The Speed of Light and The Sonic Boom.

Excuse my stupidity because I feel the answer to this will be easy.

Me and my friend were pondering this over a bottle of wine the other day:

If light goes soooo much faster than sound, why do we not hear a sonic boom everytime we turn on a light. And if light is going so quick, why do we not feel an impact?

The title should read “Speed”, not “Speef”
Me am smart.
I e-mailed faithful manny, hopefully he will fix it soon.

[note: Gotcha covered. -manhattan]

[Edited by manhattan on 03-01-2001 at 09:02 AM]

There is no boom because the light doesn’t have to move the air out of its way as it travels.

You don’t feel an impact because the light has no mass.

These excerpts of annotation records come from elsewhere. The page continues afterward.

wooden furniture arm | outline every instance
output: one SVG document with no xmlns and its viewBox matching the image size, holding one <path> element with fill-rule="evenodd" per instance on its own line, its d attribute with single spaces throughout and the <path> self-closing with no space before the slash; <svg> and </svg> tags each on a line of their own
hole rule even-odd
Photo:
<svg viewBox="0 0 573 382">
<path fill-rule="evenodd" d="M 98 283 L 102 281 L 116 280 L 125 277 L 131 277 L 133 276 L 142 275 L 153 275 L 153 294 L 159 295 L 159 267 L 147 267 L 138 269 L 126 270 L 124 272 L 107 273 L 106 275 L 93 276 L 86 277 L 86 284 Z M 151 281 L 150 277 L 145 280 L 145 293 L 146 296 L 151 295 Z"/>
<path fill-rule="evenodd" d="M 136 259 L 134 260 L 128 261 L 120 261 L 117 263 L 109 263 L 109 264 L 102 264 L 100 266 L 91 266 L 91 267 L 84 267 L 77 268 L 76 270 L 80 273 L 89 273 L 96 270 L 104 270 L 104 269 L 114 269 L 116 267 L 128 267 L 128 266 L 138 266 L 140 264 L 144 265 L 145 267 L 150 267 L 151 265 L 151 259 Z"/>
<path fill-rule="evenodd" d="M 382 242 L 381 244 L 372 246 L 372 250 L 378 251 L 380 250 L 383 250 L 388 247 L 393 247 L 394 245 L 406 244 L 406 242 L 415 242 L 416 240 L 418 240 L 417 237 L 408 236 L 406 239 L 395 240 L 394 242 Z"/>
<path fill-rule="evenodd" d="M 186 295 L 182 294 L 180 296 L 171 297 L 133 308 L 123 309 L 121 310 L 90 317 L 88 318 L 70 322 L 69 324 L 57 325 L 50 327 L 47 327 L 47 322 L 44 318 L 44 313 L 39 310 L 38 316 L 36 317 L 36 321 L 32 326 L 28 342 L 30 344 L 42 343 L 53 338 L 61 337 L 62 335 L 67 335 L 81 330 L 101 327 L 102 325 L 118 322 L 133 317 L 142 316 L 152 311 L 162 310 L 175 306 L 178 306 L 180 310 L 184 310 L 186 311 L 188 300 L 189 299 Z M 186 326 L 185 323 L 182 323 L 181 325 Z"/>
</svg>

Interestingly, though, there is an analogous phenomenon when a body travels faster than light in a given medium. (Note: Relativity only forbids FTL travel in a vacuum, not in a medium). The body gives off a strange blue light called “Cerenkov radiation” - do a search on Google for it.

If you were sensitive enough you actually would feel an impact. Light has no mass but it does have momentum.

A photon’s momentum equals Plancks constant times the frequency divided by the speed of light (p=hv/c)or plancks constant divided by wavelength (h/lambda).

You could theoretically power a spaceship via sails that capture momentum from sunlight. In fact I think that some time this year NASA is going to run an experiment using solar sail technology.